乳牛を借り腹とした体外受精胚移植による肥育素牛生産技術

[要約]
 
体外受精技術により作出された黒毛和種胚を乳牛を借り腹として胚移植しても、体内受精胚移植と変わらない受胎率及び子牛生産が得られる。また、双子牛の人工哺乳では、全乳に代用乳を添加することにより1日増体量が改善されることから、生産された体外受精胚の利用は低コストで効率的な肥育素牛の増産に有効である。
     徳島県畜産試験場・繁殖技術科
        [連絡先]0886-94-2023
        [部会名]畜産、生物工学
        [専門]増殖
        [対象]家畜類
        [分類]普及

[背景・ねらい]

体外受精技術により作出された黒毛和種の胚が利用可能となれば、体内受精胚と同様に乳牛を借り腹として低コストで効率的な肥育素牛の生産が可能となる。しかし、双子生産を目的とした場合、分娩時の事故の多発や生産された子牛が小さいことなどから損耗率が高い。そこで、体外受精胚2胚移植が肥育素牛生産に有効活用できるかどうか一連の技術を検討した。

[成果の内容・特徴]
  1. 体外受精胚の両側子宮角2胚移植では、新鮮胚(56%)と凍結胚(40%)の両者とも、体内受精胚移植と変わらない受胎率及び子牛生産が得られる(表1)。
  2. 胚移植前の発情周期9~14日目から卵胞刺減ホルモン製剤(FSH-R、アントリン)12㎎を3日間漸減投与し、人為的に複数の黄体を誘起した受胚牛に体外受精胚の新鮮胚を両側子宮角2胚移植することによって受胎率の向上が図られる(表2)。
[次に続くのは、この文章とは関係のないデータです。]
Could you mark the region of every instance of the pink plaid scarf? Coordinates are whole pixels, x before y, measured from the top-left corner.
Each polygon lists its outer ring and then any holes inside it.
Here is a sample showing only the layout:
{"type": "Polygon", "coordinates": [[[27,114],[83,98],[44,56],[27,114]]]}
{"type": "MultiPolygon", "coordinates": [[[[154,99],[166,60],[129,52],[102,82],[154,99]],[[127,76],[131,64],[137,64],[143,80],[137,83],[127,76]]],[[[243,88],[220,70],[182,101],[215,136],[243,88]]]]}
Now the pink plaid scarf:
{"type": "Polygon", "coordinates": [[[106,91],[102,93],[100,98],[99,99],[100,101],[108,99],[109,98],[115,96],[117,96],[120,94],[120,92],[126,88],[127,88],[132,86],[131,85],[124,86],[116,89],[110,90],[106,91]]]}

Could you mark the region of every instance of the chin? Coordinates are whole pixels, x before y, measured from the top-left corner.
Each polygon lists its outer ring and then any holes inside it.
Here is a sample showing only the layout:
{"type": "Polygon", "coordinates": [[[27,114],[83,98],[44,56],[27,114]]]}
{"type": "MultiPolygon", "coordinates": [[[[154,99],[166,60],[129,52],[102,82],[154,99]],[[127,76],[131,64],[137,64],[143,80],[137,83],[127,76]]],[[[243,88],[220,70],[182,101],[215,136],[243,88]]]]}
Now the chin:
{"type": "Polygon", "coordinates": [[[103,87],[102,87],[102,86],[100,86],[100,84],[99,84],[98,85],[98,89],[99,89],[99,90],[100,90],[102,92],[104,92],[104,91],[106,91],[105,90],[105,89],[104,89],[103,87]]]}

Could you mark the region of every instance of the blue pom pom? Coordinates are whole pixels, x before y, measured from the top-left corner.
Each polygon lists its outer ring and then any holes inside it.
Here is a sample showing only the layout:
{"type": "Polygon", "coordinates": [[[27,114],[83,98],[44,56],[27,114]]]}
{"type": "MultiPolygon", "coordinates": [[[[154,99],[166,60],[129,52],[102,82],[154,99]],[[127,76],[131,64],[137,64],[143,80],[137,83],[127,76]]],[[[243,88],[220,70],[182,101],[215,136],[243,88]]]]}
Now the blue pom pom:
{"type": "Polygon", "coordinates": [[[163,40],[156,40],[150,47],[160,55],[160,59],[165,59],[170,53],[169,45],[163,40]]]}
また、10%エチレングリコール(EG)及び10%メチルセルソルプ(MC)を耐凍剤としたダイレクト移植法は、体外受精胚凍結胚移植の簡易化に有効である(表3)。
  3. 妊娠末期牛では分娩約24時間前に体温及び血中プロジェステロン値の低下が認められる。したがって、体温低下後に分娩予告器を分娩牛の膣深部に装着すれば、胎子娩出の約40分前に警報での予告ができる。
  4. 精乳期間中、全乳に代用乳を2.5%添加することにより、双子牛の1日増体量を改善することができる(表4)。                                                                              

[成果の活用面・留意点]

  1. 体内受精胚を活用した肥育素牛生産は、実用化技術としての普及性が高い。ただし、双子分娩前後の母牛の飼養管理に注意するとともに、双子産子は小さいため各個体に応じた給与量・離乳時期を調整し、下痢防止等の疾病予防を指導する必要がある。

 [その他]
 
研究課題名:体外受精技術を活用した良質胚多量確保技術の開発
予算区分  :国補(地域バイテク)
研究期間  :平成7年度(平成3~7年)
研究担当者:川島迪夫、後藤充宏、笠井裕明、小賀野義一、近藤正治、鴻野文男
発表論文等:l)牛体外受精胚の移植成績、徳島畜試研報。33号、1~5、1992。
        2)複数黄体誘起受胚牛への移植における受胎性、徳島畜試研報、35号、5~9、1994。